2 - Upgrade your graphics card

**EDIT** - You also said 'online' right? In that case, check your connection speed and check to see if you have a very high ping time to the server your're playing on. This can cause slow gameplay, but your problem is more than likely related to your graphics settings and/or graphics card.


----------



## shujinko (Apr 1, 2006)

Are you using an onboard sound card? That can suck CPU cycles as well. Try turning check off portions the sound such as Music and Ambiance in Sound Options, or buy a separate sound card to handle sound processing duties. But, yeah, you're probably due for an upgrade soon. With the Intel Core 2 Duo's being so cheap and awesome, now's a good time.


----------



## Fabienne (Aug 5, 2002)

my sound card is the Soundblaster Audigy 4


----------



## Randomname01 (May 7, 2005)

Its probably a graphics related problem, as others have said.

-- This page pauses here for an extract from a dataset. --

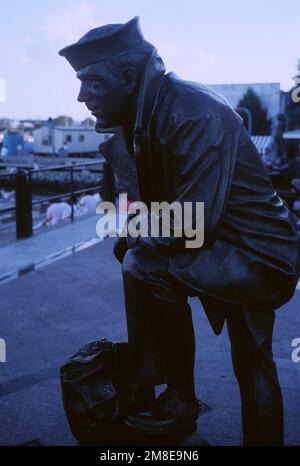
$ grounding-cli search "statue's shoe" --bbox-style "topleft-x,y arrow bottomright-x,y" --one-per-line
124,390 -> 200,435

Lower the settings in video options. One of the big nasties is terrain distance in that game. I'm running WoW on a very old GeForce 3 Ti 200 (soon to be an 8800), and it shows large performance increases as I drop terrain distance.


----------



## damon666 (Jul 12, 2007)

Well thats funny my computer plays fine on wow i have 20 to 30 framerate out side of towns and in towns and instances i have 50 to 60 frame rate and all i have is a pentium 4 1.8 ghz and a nividia fx 5500 oc with 256 mb video and 768 mb of ram and mos of my graphics is up now tell me why you should get a new pc


----------



## dez_666 (May 30, 2007)

One way to get better framerate: quit WoW. 
getting better framerate while still playing WoW: press WindowsKey+ Pause/Break, go to Advanced, click settings under Performance, then click Adjust for best Performace. your computer will start looking like a windows 2000, but it should help. a bit.
you can also turn off system restore and automatic updates while you're there, as long as you feel comfortable with turning those off.


----------